Elizabeth Warren will propose a tax on the super-rich to curb inequality.

Democratic senator and 2020 presidential candidate Elizabeth Warren is expected to announce her plan for a new wealth tax that will affect the richest 0.1% of Americans. The tax is intended to help curb America’s astronomical gap in income equality.


The wealthiest 1% of American households now hold 40% of the country’s wealth, the largest discrepancy in at least 50 years.

The proposal will likely levy a 2% tax on Americans with assets over $50 million and a 3% tax on those with more than $1 billion. The tax is projected to raise $2.75 trillion over a ten-year period.

The tax plan will also create three new mechanisms to combat tax evasion.
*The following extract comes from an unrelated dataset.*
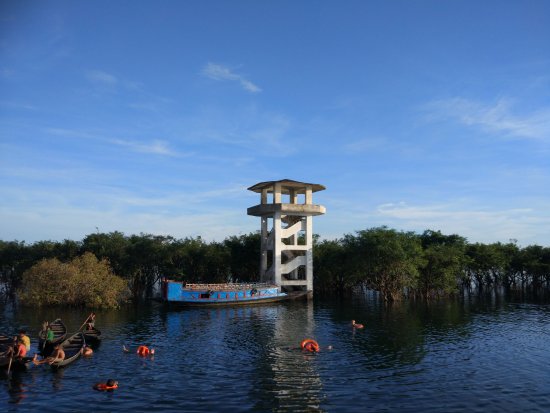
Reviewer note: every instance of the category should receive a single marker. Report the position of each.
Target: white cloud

“One of the key motivations for introducing a progressive wealth tax is to curb the growing concentration of wealth,” Emmanuel Saez and Gabriel Zucman, economic advisors to Warren said.

“The top 1 percent wealth share has increased dramatically from about 22 percent in the late 1970s to around 40 percent in recent years,” Zucman and Saez continued. “Conversely, the wealth share of the bottom 95 percent of families has declined from about 50 percent in the late 1970s to about 40 percent today.”

At this time it’s not known what Warren plans to do with the money raised from the tax hike to address America’s inequality issues.

However, the additional income for the government generated by the tax hike probably won’t change things significantly. The 2017 Trump tax cut for the wealthy cut federal tax revenues by about $230 billion a year, this money does little more than replenish what was lost.

But, there are some positive things that $275 billion a year could do to help the other 99.9% of Americans:

— Pay for 10% of a Medicare for All plan ($2.5 trillion annual cost).

— Completely fund free colleges and universities ($75 billion).

— Pay for 75% of the annual interest on the national debt ($364 billion) or it could reduce the annual contribution to the national debt by about 28% ($1 trillion in 2020).

— If we saved the tax money for a little over five years, we could pay off the country’s student loan debt ($1.5 trillion).

— We could dramatically increase the annual spending on K through 12 education ($649 billion a year).

— Cut every American who isn’t super wealthy a $846.00 check every year.